RacerX is right -- it's extremely backwards and stupid for an OS called "Windows" to allow you to get rid of all those... well, windows by going into "full screen mode."  I suggest you give the Mac and Mac OS X another shot, and approach the situation as if you had never used Windows before.  Play with the red, yellow and green window buttons and figure out by experience what they do.  Some people claim that they don't work, but they just don't understand what each does -- the buttons are EXTREMELY consistent, and you should be able to tell exactly what will happen to the window before you even push the button -- there's no randomness to them.  They're pinpoint accurate if you know what they do.

Try using your applications as you would anything on a physical desk.  If you want to use a sharpie, you don't collect all the pens and pencils and notepads and hide them in drawers, then pull them back out when you're done with the sharpie (ie, fullscreen mode in Windows).  You still have access to and can see other writing instruments (applications) while you're using one of them.
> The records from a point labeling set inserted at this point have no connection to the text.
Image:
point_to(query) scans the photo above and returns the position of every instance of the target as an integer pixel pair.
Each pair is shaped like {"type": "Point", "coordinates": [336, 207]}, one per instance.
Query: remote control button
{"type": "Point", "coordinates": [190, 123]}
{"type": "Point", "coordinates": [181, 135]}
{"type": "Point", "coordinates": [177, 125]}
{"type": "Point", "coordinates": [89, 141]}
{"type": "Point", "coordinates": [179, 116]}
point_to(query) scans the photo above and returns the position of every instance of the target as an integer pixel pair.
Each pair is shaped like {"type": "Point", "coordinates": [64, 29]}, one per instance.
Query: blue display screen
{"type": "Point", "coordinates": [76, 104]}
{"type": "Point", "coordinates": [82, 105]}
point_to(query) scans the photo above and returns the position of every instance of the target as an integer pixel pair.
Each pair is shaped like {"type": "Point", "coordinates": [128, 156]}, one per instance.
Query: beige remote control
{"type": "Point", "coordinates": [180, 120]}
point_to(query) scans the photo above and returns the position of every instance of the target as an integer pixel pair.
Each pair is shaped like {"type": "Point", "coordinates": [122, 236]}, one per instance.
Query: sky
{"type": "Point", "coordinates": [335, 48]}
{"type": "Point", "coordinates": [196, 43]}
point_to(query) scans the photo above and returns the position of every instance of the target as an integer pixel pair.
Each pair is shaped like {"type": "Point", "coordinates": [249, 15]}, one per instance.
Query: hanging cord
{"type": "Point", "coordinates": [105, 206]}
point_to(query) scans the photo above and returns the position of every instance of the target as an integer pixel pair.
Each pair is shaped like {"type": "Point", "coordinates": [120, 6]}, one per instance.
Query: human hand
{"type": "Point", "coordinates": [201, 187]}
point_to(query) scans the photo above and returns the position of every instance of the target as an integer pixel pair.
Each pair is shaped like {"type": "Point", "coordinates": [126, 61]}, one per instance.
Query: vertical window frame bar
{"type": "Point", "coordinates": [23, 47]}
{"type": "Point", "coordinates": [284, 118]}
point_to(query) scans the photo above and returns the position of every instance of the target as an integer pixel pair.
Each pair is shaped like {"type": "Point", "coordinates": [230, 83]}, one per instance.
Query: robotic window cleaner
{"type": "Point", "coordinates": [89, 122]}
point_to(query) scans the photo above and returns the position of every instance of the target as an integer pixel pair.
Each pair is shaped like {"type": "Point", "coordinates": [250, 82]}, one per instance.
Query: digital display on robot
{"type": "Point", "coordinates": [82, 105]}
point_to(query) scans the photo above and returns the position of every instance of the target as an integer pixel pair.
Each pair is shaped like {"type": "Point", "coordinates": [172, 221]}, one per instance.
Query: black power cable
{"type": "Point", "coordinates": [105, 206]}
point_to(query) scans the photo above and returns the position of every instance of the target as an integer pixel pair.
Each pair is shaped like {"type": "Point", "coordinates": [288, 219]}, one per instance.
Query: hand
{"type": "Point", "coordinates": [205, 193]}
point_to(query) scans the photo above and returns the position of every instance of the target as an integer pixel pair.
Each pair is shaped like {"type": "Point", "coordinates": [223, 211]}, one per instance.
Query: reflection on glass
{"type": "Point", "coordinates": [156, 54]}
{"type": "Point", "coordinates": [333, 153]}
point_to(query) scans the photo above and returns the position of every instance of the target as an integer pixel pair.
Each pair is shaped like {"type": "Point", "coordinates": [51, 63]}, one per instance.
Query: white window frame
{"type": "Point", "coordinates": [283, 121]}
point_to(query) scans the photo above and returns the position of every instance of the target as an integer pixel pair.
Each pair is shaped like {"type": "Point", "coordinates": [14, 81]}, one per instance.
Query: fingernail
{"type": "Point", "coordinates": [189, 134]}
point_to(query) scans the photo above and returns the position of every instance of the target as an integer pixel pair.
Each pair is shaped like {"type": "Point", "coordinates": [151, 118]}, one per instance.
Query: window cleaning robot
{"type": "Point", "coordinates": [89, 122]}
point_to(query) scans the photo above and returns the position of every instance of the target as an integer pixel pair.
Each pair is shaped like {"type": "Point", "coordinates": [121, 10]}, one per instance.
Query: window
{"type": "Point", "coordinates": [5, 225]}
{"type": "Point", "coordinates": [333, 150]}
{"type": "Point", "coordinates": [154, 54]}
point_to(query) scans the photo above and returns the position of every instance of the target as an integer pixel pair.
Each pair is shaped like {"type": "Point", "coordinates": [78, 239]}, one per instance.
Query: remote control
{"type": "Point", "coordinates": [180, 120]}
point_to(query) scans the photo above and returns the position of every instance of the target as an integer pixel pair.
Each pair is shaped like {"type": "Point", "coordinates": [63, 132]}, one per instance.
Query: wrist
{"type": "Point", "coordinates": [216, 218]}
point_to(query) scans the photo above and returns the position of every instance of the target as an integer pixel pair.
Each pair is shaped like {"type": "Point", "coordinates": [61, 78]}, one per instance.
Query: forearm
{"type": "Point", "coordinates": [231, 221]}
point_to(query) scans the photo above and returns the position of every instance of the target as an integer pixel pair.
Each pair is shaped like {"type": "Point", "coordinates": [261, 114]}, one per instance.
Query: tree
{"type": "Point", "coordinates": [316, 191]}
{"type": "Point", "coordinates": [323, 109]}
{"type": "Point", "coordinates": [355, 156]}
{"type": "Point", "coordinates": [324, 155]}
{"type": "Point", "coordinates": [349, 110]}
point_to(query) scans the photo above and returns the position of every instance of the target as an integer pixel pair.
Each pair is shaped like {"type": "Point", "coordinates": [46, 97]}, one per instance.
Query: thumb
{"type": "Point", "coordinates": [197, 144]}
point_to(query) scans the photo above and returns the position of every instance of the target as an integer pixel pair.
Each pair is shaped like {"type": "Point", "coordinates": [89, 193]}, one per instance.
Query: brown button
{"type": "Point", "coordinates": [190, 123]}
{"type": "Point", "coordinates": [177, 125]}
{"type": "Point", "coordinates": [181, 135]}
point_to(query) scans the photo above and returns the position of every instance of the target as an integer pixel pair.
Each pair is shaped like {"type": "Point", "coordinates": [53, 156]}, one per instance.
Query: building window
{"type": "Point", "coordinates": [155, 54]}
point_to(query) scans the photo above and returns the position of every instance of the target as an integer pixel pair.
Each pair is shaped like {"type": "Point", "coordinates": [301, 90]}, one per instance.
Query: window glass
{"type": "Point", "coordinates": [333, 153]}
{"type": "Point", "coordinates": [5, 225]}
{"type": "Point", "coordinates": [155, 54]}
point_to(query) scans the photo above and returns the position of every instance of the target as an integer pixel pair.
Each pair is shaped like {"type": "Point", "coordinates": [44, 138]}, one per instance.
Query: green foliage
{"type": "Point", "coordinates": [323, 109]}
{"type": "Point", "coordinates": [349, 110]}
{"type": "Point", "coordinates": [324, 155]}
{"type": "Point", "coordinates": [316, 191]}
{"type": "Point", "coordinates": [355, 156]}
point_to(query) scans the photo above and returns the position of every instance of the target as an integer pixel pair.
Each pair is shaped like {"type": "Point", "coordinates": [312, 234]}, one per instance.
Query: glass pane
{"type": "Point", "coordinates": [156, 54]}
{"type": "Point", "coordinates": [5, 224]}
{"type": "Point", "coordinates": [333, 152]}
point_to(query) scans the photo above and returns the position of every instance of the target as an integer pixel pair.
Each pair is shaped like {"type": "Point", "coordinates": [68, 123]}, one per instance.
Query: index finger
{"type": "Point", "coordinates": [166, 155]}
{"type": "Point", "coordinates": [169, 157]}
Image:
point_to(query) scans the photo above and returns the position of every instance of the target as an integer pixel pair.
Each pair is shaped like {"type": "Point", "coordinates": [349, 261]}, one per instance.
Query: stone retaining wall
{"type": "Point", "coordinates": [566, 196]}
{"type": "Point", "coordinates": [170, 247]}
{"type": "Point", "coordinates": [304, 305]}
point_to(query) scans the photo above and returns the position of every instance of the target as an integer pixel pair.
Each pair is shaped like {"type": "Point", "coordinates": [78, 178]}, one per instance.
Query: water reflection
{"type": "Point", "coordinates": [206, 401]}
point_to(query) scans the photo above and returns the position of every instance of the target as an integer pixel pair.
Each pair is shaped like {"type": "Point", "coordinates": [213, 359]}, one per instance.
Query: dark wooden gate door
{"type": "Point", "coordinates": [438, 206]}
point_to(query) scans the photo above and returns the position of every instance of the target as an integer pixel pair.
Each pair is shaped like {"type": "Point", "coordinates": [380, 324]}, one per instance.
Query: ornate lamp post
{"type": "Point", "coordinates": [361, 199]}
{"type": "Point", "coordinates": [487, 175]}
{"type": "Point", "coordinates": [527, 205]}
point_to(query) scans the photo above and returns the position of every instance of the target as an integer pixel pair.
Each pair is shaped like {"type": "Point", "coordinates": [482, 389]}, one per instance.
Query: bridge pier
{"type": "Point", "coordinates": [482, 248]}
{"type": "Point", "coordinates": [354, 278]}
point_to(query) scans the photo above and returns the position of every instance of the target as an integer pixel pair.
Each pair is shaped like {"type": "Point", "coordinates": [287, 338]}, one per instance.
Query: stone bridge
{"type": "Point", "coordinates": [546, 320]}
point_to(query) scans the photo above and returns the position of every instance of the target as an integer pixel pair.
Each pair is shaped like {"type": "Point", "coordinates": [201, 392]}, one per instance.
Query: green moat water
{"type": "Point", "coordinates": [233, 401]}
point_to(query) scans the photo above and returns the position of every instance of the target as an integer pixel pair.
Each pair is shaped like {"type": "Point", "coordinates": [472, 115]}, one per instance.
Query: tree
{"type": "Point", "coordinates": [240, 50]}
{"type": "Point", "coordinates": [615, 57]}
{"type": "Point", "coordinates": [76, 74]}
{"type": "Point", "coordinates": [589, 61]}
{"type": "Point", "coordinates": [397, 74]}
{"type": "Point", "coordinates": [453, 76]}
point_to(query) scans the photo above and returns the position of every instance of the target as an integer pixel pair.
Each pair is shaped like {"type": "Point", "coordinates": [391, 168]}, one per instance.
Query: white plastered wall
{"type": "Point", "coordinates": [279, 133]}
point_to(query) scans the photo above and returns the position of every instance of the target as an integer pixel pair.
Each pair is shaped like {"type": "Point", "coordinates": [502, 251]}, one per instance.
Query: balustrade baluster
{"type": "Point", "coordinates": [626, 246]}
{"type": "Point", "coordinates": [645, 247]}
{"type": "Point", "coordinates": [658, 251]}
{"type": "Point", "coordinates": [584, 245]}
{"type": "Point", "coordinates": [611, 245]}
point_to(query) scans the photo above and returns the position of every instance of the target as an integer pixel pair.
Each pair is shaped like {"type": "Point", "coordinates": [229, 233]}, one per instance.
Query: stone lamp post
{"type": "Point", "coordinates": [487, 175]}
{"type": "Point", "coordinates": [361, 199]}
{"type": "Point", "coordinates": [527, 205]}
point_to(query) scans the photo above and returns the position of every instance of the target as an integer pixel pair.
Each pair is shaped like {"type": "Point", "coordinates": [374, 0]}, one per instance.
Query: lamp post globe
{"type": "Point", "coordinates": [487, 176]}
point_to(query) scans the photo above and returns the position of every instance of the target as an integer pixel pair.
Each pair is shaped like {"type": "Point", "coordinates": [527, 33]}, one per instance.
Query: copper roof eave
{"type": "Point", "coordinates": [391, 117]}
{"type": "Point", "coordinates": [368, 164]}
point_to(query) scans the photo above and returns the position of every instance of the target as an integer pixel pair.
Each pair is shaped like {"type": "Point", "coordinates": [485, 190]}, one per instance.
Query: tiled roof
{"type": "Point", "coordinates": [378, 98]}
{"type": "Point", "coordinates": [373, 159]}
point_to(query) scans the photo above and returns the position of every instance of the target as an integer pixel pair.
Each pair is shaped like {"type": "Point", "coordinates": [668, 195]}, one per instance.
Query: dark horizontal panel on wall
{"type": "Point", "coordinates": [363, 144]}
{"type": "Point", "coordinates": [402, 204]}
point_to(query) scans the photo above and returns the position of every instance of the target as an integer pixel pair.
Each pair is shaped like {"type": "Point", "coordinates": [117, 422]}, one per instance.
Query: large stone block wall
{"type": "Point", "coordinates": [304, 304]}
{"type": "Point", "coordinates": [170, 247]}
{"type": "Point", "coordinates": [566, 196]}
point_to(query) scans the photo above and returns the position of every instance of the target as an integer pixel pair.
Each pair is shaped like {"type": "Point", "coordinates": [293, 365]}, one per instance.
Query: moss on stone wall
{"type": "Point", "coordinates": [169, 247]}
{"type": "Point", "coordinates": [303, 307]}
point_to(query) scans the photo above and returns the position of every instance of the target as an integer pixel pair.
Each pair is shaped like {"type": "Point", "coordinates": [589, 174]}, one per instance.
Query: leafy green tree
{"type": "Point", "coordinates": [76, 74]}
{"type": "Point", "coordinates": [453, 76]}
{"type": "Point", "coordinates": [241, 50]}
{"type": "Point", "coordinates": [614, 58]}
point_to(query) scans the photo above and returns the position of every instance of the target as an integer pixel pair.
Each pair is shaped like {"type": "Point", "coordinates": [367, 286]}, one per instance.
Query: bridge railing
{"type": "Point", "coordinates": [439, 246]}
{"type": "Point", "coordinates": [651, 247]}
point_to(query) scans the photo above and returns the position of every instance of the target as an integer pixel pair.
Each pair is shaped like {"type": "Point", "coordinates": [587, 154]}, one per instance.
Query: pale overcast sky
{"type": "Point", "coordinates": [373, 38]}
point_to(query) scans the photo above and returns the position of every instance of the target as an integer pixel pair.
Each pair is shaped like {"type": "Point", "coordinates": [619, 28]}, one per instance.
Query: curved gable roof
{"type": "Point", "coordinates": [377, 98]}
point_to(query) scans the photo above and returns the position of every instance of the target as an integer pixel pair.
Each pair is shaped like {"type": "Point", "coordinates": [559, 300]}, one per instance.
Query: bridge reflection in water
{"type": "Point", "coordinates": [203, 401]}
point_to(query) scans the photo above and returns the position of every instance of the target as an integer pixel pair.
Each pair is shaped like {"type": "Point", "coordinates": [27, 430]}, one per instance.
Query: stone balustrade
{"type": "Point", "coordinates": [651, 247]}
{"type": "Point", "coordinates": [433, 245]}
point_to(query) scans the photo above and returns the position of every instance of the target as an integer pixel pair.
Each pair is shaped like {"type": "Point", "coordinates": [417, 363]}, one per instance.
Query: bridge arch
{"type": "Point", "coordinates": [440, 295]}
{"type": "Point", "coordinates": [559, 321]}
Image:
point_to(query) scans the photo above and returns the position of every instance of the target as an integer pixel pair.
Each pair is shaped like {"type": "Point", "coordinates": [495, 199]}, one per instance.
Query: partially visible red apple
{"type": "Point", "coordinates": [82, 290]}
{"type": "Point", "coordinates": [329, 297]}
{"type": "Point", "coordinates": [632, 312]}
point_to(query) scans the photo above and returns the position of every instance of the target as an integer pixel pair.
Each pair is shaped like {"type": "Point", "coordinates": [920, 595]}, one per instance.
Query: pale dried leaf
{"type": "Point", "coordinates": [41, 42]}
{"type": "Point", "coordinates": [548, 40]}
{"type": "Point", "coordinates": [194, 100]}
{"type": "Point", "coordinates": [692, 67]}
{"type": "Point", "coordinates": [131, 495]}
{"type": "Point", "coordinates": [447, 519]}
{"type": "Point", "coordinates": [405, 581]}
Also, when someone hands you a folder full of papers, you don't go and start rearranging them before you go through them and know what's in there (ie, the temptation to move things around or remove things in the Applications folder). What's the difference if iChat is in the Applications folder, or you move it to your own "Internet" folder?  Typical power users don't access applications directly anyway -- they either place them in the dock or make an alias to them somewhere convenient.  Mac OS X has all the built-in tools you need and makes it extremely easy to customize your system greatly without diving into the guts and folders and files of the OS and start ripping stuff apart and moving stuff around.

Give Mac OS X another chance, and try not to expect it to work one way or another.  You will catch on to how it works with experience and usage over time, and it'll happen quickly.  Don't try and use your Mac like a Windows machine, and don't expect it to do the same things your Windows machine does.  I think you'll find the Mac OS X experience far superior to your Windows experience -- you just have to remember that you're not using Windows at all.

If it makes any difference to you, I don't want you to think I'm a Mac zealot.  I started off in the days of DOS 3 and worked my way through Windows 95 before I really got an interest in Macs.  I knew Windows machines far better than Macs, even though I grew up using both.  Today, and for the last 11 years, I much prefer the Mac way of doing things to the Windows way.

Good luck.


----------



## RacerX (Aug 28, 2004)

ElDiabloConCaca said:
			
		

> Try using your applications as you would anything on a physical desk.  If you want to use a sharpie, you don't collect all the pens and pencils and notepads and hide them in drawers, then pull them back out when you're done with the sharpie (ie, fullscreen mode in Windows).  You still have access to and can see other writing instruments (applications) while you're using one of them..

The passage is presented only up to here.